Two months ago, he was undergoing a baseline lung CT scan, and the tech noticed something down near his left kidney. The following week, he had an MRI. Kidney cancer again. Twelve years later.

At the end of September, he had a left nephrectomy. He spent nine days in the hospital, on oxygen and with an a-fib event for half of that, in the step-down ICU. A few weeks later, he had another surgery to finish an AV fistula in his left arm, for access.

He’s spent a lot of time dozing, not sleeping much at night; food tastes off, even if he goes off his diet and tries things he used to enjoy; he gets tired easily when he walks around, his blood pressure is up and his oxygen is down.

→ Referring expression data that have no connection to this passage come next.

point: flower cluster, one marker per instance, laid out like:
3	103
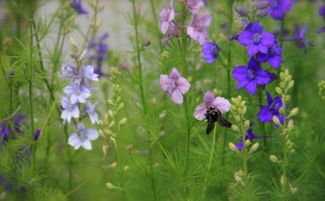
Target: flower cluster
75	103
262	47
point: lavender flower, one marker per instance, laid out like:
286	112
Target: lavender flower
210	102
271	110
98	49
255	39
78	7
174	85
195	5
210	52
70	110
82	137
198	28
251	77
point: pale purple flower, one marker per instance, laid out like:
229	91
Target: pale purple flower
82	137
77	92
174	85
69	110
210	102
195	5
92	113
199	27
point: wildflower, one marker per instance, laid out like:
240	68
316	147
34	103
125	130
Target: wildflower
210	52
277	9
271	110
255	39
78	7
91	111
252	76
98	49
195	5
198	28
211	103
273	56
174	85
82	137
70	110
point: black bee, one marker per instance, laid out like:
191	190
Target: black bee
213	115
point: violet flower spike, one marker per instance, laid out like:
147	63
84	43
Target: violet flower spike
175	86
210	102
82	137
251	77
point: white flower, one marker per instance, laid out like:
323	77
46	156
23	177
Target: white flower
82	137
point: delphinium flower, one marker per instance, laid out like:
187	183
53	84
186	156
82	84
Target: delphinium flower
199	26
210	52
255	39
97	51
168	26
175	86
75	103
83	137
271	110
195	5
277	9
78	6
251	76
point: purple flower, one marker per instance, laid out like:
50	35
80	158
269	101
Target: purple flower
273	56
195	5
255	39
251	76
174	85
321	11
199	27
78	7
82	137
277	9
250	135
272	109
210	102
98	49
210	52
91	111
70	110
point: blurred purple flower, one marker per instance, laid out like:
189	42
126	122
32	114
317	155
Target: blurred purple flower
195	5
199	27
210	52
174	85
98	49
82	137
273	56
210	102
272	109
255	39
252	76
78	7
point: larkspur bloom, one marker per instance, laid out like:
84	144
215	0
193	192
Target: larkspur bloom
69	110
210	102
210	52
255	39
78	7
195	5
271	109
277	9
97	50
250	135
251	77
273	56
174	85
199	27
83	137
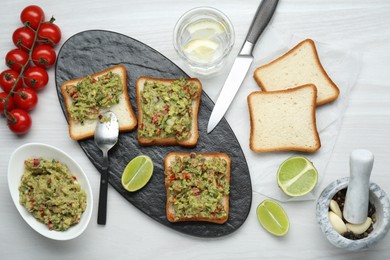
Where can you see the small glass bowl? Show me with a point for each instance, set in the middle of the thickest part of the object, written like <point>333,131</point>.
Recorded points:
<point>192,31</point>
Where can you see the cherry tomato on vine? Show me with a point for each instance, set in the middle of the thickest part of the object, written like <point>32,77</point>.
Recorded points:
<point>19,121</point>
<point>23,38</point>
<point>16,59</point>
<point>36,78</point>
<point>26,99</point>
<point>32,15</point>
<point>10,104</point>
<point>7,80</point>
<point>44,56</point>
<point>49,33</point>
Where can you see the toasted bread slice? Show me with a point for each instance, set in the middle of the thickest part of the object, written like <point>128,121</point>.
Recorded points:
<point>195,192</point>
<point>123,110</point>
<point>284,120</point>
<point>300,66</point>
<point>161,137</point>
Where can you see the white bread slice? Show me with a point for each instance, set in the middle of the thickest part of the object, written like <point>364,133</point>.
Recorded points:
<point>300,66</point>
<point>284,120</point>
<point>123,110</point>
<point>225,200</point>
<point>147,141</point>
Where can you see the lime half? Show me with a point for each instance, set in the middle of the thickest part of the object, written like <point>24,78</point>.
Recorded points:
<point>273,218</point>
<point>297,176</point>
<point>137,173</point>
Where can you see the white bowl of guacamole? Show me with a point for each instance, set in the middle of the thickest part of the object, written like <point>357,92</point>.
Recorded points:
<point>40,156</point>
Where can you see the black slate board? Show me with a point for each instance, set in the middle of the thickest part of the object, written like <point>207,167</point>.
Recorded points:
<point>89,52</point>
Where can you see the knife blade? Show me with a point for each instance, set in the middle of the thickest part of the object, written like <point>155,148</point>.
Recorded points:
<point>242,62</point>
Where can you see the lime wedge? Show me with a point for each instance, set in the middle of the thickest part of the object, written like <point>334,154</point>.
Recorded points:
<point>201,50</point>
<point>273,218</point>
<point>205,29</point>
<point>137,173</point>
<point>297,176</point>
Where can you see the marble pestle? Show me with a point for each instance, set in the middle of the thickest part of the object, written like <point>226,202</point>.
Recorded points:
<point>357,197</point>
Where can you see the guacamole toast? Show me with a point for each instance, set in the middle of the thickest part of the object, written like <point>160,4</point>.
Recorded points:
<point>86,99</point>
<point>168,111</point>
<point>197,187</point>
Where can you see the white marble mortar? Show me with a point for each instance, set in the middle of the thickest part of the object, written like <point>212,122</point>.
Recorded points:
<point>380,228</point>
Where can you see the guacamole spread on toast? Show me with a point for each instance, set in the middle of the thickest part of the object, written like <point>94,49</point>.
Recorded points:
<point>167,109</point>
<point>197,186</point>
<point>91,95</point>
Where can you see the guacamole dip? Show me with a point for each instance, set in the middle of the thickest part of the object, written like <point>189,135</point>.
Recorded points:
<point>91,95</point>
<point>197,186</point>
<point>50,192</point>
<point>167,109</point>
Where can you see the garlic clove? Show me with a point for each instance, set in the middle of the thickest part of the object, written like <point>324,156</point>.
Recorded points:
<point>334,206</point>
<point>359,228</point>
<point>337,223</point>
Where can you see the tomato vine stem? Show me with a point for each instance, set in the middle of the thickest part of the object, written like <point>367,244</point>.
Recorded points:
<point>21,73</point>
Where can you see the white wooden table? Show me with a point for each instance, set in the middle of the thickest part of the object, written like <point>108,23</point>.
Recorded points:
<point>362,26</point>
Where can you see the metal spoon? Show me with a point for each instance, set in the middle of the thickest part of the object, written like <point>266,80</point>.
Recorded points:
<point>106,136</point>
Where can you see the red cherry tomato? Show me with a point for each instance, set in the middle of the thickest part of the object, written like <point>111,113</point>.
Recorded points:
<point>10,102</point>
<point>26,99</point>
<point>36,78</point>
<point>19,121</point>
<point>44,56</point>
<point>16,59</point>
<point>23,38</point>
<point>49,33</point>
<point>8,79</point>
<point>32,15</point>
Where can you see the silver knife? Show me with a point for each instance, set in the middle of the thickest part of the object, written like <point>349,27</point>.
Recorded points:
<point>241,63</point>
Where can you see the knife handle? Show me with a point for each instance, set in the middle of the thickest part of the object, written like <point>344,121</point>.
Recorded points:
<point>262,17</point>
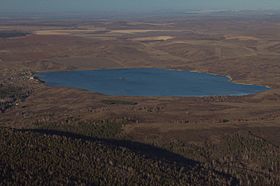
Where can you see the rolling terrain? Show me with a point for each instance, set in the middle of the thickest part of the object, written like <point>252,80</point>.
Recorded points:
<point>232,140</point>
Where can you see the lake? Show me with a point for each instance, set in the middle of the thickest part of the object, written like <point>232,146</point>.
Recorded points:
<point>148,82</point>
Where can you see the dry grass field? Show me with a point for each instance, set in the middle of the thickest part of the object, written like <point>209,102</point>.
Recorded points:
<point>238,136</point>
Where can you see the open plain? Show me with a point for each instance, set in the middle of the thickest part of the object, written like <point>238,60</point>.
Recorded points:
<point>236,136</point>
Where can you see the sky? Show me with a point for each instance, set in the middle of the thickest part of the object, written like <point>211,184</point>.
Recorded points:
<point>132,5</point>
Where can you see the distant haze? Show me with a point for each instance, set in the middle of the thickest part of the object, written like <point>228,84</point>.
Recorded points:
<point>93,6</point>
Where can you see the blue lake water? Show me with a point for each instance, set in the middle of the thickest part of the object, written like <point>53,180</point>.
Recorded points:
<point>148,82</point>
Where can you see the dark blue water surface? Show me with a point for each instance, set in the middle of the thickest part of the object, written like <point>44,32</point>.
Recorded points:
<point>148,82</point>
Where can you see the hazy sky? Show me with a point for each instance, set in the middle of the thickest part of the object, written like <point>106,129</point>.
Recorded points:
<point>131,5</point>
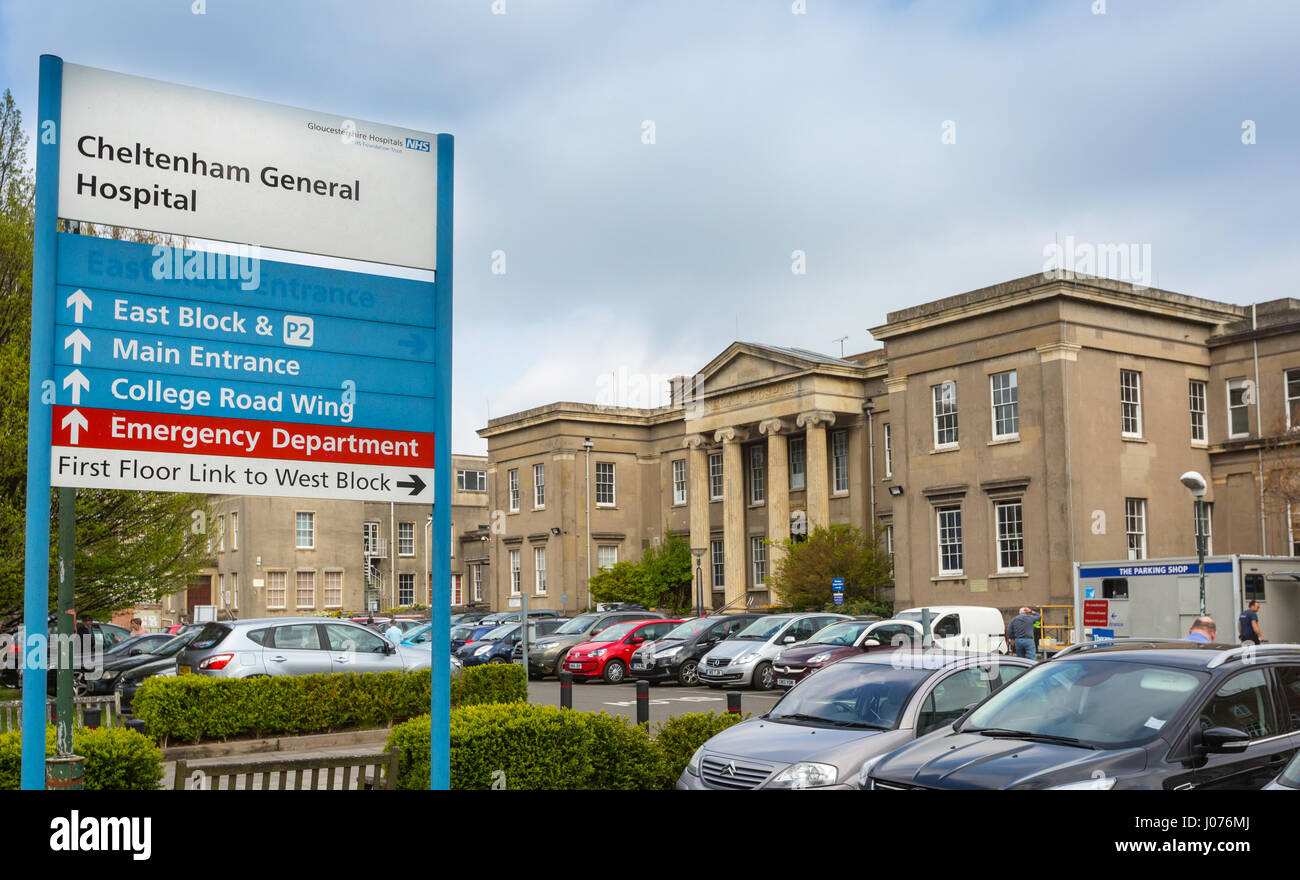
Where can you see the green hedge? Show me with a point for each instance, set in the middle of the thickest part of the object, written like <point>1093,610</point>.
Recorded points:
<point>116,759</point>
<point>524,746</point>
<point>191,709</point>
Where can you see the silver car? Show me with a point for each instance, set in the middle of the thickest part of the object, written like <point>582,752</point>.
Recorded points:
<point>277,646</point>
<point>836,724</point>
<point>746,657</point>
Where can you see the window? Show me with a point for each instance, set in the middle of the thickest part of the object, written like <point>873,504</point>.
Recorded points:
<point>276,582</point>
<point>472,480</point>
<point>1130,403</point>
<point>1292,382</point>
<point>304,586</point>
<point>1135,527</point>
<point>715,476</point>
<point>334,589</point>
<point>1010,537</point>
<point>1238,408</point>
<point>945,415</point>
<point>949,540</point>
<point>605,482</point>
<point>1006,406</point>
<point>679,481</point>
<point>1196,404</point>
<point>798,463</point>
<point>1207,521</point>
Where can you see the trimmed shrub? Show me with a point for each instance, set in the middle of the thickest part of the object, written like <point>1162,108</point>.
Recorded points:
<point>116,759</point>
<point>679,737</point>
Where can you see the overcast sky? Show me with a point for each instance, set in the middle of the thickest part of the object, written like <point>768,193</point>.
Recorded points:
<point>774,133</point>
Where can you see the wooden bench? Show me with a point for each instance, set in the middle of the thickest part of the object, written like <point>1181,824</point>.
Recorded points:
<point>373,772</point>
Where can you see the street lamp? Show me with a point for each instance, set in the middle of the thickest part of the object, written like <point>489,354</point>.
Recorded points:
<point>700,582</point>
<point>1195,484</point>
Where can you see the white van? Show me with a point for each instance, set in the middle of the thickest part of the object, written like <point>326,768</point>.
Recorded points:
<point>963,627</point>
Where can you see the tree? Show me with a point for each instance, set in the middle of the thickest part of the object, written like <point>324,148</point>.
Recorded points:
<point>661,579</point>
<point>131,547</point>
<point>805,569</point>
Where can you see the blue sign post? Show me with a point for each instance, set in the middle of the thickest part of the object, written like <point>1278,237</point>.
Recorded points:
<point>172,369</point>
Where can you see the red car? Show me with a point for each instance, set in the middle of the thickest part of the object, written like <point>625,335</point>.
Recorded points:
<point>611,651</point>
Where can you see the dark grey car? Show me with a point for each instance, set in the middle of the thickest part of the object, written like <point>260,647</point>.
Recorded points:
<point>837,723</point>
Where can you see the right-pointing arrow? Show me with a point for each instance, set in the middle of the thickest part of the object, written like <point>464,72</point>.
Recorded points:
<point>74,423</point>
<point>78,384</point>
<point>77,341</point>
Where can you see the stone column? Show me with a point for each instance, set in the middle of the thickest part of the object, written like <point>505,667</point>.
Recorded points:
<point>733,514</point>
<point>778,488</point>
<point>697,465</point>
<point>818,477</point>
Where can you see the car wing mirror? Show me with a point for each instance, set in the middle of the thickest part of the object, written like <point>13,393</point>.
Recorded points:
<point>1225,740</point>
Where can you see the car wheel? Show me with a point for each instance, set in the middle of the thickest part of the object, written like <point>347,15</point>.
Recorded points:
<point>615,672</point>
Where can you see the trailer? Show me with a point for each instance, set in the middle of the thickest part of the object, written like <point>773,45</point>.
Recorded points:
<point>1160,598</point>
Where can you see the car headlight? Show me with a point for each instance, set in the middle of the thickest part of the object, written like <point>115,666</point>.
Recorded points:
<point>1099,783</point>
<point>693,764</point>
<point>805,775</point>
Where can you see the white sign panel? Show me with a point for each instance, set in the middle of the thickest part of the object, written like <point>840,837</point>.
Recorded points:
<point>152,155</point>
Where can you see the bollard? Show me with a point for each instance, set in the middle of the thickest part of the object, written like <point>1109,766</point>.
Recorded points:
<point>566,690</point>
<point>91,718</point>
<point>644,703</point>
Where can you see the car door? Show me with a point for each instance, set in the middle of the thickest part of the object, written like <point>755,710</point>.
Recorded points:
<point>1246,701</point>
<point>295,649</point>
<point>355,649</point>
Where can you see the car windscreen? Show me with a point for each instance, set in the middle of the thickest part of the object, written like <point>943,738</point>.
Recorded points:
<point>1104,703</point>
<point>845,633</point>
<point>870,696</point>
<point>689,629</point>
<point>763,628</point>
<point>579,624</point>
<point>209,636</point>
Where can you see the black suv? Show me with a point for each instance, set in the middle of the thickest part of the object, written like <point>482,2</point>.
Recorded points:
<point>676,655</point>
<point>1132,714</point>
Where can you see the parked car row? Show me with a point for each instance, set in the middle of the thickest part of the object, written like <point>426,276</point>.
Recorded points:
<point>1129,714</point>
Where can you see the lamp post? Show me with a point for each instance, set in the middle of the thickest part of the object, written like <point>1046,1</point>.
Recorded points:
<point>1195,484</point>
<point>700,582</point>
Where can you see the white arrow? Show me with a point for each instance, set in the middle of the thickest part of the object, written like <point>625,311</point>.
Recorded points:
<point>74,421</point>
<point>79,300</point>
<point>78,384</point>
<point>78,339</point>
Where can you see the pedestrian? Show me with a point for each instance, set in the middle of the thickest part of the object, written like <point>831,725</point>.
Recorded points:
<point>1248,624</point>
<point>1022,634</point>
<point>1203,629</point>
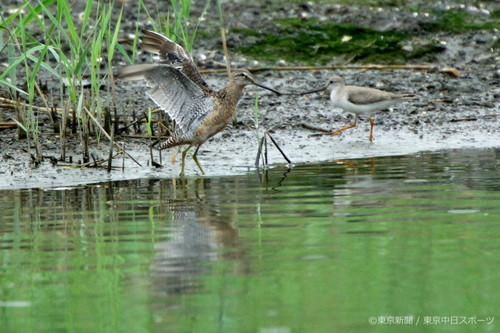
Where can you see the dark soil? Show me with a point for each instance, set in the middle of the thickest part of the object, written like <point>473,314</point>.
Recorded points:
<point>449,112</point>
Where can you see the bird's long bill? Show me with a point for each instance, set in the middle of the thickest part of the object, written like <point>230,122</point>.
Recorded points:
<point>267,88</point>
<point>311,91</point>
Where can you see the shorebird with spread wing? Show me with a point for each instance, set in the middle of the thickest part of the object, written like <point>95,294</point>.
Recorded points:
<point>199,112</point>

And then there’s dialysis. Three times a week for four hours, or he’ll die. That’s a fact. He is not eligible for a transplant until he’s cancer-free for five years.

There’s a TV show called B-Positive, a sitcom, cute, entertaining. We still watch it, in spite of the fact that Hollywood is not known for its realism. But holy cow, they really dropped the ball on this one.

See, the first season was all about this geeky guy who ran into a quirky old high school acquaintance, and when she found out he was in kidney failure, she offered to donate one of hers. The main scenes revolve around four or five people in a dialysis clinic, who talk and laugh and joke during treatment, often go out to dinner or have parties or date or whatever.

But damn. I’ve seen the inside of two dialysis clinics, and this is NOT WHAT THEY LOOK LIKE.

You know how, maybe, you’ve walked into a nursing home, and people are sitting around in wheelchairs or regular chairs, and they all look out of it, at the very least, and no one is talking or laughing or joking around? Yeah. It’s like that. Sick people. Not particularly happy people. Certainly not people planning on a night out. It’s depressing as hell.

THAT is the reality.

What else is involved? He’s not supposed to eat much sodium, potassium, or phosphorus. What foods have phosphorus? Every. Single. Thing.

It’s checking vitals once or twice a day, which are transmitted to Mercy Virtual; a nurse practitioner calls once a week to go over everything, or more often if things aren’t looking too good. It’s coordinating appointments and tests with our general practitioner, a vascular surgeon, an oncologist, urologist, cardiologist, and nephrologist—and it took six weeks to get that one. [insert eyeroll]

It’s no showers as long as he has the catheter for dialysis, a couple weeks of wearing a heart monitor, still more outpatient surgery to remove that catheter, weekly blood work and doctor visits.

Because of the effects of dialysis, it’s gone from a seven-day week to maybe three half-days of being able to do whatever he wants—as long as his energy holds out.

Less than two months ago, he was cutting down trees and splitting logs, doing tractor work, and finishing up projects around the farm.